What are they doing?

I stared at the officers as they got out of the cabin, they were pulling a wagon with them and they have a few shovels in their hand. I observed carefully and a thought surfaced inside my head and my breath hitched when I was hit with realization. 

I immediately grabbed my coat and got dressed as fast as I can, grabbed my thickest jacket on the rack and dashed out of my room to the hallway until I reached the lockers. I entered my combination and grabbed my boots and wore them, hurriedly running out of the cabin after I was done. 

"Wait!" I shouted after them. They turned to me as they were just about to dig.

To dig his grave.

"Cadet Armsel, you're awake" An officer said. Facing me as he held a shovel. I ignored the officer as my eyes were focused on the wagon and its contents. 

A white sheet covering something very familiar to my eyes. I didn't need to ask them to know what they were about to do, but I still asked anyway, a little ounce of hope in my chest surfaced and crossed my fingers, internally begging to get the answer I wanted. 

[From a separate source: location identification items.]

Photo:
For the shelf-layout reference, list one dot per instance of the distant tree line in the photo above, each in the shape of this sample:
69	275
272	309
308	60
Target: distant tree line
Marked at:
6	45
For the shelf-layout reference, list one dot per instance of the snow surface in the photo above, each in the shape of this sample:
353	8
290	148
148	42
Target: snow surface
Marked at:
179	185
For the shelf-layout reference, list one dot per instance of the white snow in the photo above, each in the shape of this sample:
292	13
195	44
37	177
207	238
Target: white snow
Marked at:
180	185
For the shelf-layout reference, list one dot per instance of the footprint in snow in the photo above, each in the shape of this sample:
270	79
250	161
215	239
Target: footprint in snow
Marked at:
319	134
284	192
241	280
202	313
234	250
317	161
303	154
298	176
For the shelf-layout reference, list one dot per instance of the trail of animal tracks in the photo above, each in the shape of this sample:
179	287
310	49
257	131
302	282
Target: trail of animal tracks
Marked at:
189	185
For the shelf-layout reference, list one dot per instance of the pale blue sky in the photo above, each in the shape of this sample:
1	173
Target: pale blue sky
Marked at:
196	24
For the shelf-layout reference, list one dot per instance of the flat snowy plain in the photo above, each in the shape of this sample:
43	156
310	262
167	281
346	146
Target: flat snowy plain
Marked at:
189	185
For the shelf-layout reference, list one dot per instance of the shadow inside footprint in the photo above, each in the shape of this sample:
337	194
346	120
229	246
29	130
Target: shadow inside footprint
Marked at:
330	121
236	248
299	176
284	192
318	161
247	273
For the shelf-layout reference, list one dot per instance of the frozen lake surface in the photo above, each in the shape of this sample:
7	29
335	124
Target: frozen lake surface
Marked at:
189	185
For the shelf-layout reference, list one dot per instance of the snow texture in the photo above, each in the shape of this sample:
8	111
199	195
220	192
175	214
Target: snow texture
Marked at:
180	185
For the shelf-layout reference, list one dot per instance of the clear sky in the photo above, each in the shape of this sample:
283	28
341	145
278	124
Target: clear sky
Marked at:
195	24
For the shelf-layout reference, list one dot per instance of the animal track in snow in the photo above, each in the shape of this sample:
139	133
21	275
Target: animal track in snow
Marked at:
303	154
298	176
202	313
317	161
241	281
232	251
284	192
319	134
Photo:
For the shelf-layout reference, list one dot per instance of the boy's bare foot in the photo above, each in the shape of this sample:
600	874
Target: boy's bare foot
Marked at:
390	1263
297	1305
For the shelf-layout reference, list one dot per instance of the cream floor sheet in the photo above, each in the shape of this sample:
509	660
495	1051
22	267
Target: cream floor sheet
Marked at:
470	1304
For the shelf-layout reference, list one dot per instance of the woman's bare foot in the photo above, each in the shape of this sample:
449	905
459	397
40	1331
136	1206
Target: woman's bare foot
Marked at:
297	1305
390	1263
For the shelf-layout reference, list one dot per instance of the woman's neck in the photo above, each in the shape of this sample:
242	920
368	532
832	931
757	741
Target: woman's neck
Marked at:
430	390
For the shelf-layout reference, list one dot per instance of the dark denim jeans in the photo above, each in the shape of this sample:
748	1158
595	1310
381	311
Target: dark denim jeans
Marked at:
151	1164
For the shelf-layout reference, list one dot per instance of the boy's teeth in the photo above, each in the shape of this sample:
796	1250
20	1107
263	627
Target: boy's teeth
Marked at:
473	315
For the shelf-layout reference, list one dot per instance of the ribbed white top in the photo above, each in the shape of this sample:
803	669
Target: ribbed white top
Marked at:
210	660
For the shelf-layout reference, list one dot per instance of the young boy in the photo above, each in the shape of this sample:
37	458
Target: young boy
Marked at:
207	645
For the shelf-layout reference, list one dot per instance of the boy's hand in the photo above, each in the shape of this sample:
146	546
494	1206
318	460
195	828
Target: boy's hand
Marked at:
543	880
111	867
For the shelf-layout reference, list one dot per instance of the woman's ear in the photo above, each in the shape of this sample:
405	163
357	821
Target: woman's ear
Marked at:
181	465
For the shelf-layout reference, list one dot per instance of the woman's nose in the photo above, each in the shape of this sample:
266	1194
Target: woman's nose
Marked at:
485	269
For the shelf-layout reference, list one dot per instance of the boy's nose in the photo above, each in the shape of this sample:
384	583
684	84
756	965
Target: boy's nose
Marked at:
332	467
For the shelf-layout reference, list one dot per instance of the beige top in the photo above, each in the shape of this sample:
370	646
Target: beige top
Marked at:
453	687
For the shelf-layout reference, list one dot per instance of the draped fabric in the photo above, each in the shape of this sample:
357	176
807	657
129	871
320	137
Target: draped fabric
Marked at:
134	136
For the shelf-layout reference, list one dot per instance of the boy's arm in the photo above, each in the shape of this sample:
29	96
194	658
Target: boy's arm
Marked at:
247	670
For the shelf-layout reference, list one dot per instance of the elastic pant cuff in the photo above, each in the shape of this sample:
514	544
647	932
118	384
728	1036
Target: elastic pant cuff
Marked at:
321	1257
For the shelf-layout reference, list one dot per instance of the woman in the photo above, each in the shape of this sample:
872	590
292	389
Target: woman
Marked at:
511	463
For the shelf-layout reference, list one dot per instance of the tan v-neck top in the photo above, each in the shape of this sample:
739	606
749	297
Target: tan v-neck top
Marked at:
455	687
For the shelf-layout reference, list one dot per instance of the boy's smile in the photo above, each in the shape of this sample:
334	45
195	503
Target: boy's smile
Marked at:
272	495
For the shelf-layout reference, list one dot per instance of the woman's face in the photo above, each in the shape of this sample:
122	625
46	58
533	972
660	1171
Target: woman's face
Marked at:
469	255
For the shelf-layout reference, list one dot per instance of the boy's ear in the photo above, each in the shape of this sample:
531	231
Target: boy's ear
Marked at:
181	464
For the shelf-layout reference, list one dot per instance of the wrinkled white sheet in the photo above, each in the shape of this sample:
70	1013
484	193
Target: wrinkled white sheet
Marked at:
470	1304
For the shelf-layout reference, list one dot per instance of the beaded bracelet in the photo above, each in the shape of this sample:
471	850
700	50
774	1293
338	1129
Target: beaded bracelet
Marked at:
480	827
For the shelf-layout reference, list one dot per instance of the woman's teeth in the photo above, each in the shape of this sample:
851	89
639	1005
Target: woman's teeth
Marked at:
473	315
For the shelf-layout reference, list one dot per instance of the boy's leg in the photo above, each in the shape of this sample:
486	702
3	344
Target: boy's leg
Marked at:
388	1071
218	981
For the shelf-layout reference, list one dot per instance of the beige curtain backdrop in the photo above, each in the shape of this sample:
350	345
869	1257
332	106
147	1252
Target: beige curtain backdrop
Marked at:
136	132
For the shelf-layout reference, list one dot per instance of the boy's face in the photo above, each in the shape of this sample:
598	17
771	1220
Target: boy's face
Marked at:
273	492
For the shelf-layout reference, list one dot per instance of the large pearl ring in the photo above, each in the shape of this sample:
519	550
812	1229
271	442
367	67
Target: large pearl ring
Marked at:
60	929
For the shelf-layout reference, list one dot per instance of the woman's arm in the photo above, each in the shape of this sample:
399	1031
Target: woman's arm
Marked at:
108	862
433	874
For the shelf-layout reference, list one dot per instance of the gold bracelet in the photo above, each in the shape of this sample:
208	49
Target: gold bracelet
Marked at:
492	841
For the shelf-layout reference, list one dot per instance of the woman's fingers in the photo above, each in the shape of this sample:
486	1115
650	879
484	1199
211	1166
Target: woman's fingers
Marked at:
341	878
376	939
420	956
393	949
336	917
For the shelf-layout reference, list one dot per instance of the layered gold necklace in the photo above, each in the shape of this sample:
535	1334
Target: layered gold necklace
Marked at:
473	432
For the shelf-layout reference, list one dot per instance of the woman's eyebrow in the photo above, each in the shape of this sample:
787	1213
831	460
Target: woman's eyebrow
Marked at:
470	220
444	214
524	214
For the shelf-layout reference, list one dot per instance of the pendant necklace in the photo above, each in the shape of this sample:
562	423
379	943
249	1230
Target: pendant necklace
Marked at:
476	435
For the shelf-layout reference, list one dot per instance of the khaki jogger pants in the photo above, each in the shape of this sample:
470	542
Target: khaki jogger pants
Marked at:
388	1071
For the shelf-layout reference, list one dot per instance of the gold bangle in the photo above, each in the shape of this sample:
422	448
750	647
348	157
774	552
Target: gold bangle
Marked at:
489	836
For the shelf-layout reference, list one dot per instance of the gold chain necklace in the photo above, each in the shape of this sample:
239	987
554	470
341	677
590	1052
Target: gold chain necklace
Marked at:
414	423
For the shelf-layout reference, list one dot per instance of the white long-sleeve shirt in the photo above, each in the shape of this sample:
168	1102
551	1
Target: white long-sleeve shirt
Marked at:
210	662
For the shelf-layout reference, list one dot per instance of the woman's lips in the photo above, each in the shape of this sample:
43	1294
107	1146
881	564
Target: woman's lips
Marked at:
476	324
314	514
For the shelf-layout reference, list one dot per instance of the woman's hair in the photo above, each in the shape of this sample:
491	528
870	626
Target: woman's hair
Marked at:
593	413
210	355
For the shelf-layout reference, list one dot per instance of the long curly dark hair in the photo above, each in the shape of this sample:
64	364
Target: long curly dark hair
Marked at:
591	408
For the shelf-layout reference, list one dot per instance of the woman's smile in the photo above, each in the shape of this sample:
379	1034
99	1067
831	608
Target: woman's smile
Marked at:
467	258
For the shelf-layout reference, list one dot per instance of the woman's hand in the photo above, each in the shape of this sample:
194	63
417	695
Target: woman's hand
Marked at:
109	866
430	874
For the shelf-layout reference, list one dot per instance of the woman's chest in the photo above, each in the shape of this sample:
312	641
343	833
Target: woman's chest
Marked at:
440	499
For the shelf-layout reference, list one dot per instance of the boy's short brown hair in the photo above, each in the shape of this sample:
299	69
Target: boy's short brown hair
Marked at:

"What are you doing?" I asked with a shaky voice, hoping that my suspicions were false.

Somehow I know that I wasn't going to get my wanted answer, that when they did confirm my suspicion, I would shatter into a million pieces only to forcefully glue myself back together again. 

It's happening again. 

"As you know, Cadet Kurt Richenson from your squad died from hypothermia, we're simply digging his grave to bury him" Another officer said.

Why am I still surprised? I know that they were about to do that, but why did my heart just fell when I heard it out of their mouths? I simply can't accept the fact that lives can be taken in such a simple and quick way, one second he was here talking to me about his home land and then the next, he was unconscious. 

To think of it, anything can kill you. That's just how weak we are, even the medicine that's supposed to cure us can end your life. 

"Can I help you?" I spoke up, I was internally asking myself if I was crazy or if I just really love inflicting emotional pain upon myself. They looked at me with shocked expressions while I remained deadpan, at least I tried to pull off one. He handed me a shovel and I started digging.

I hate this. Why am I doing this again? What did I brought myself to do? Gosh, I really hate myself. I must sound like a crazy person in my head, but doesn't everyone? I seriously should start going to therapy, maybe the doctors can help me not cliff jump to insanity. 

One we managed to dig a 6 feet hole, we climbed out of it, it was hard having to dig on snow and dirt at the same time, makes me wish that I didn't volunteer. I dropped the shovel harder than I should have and I ran back inside the cabin. After a few minutes, I came out with a red paper in my hand, I started folding as they lowered his body.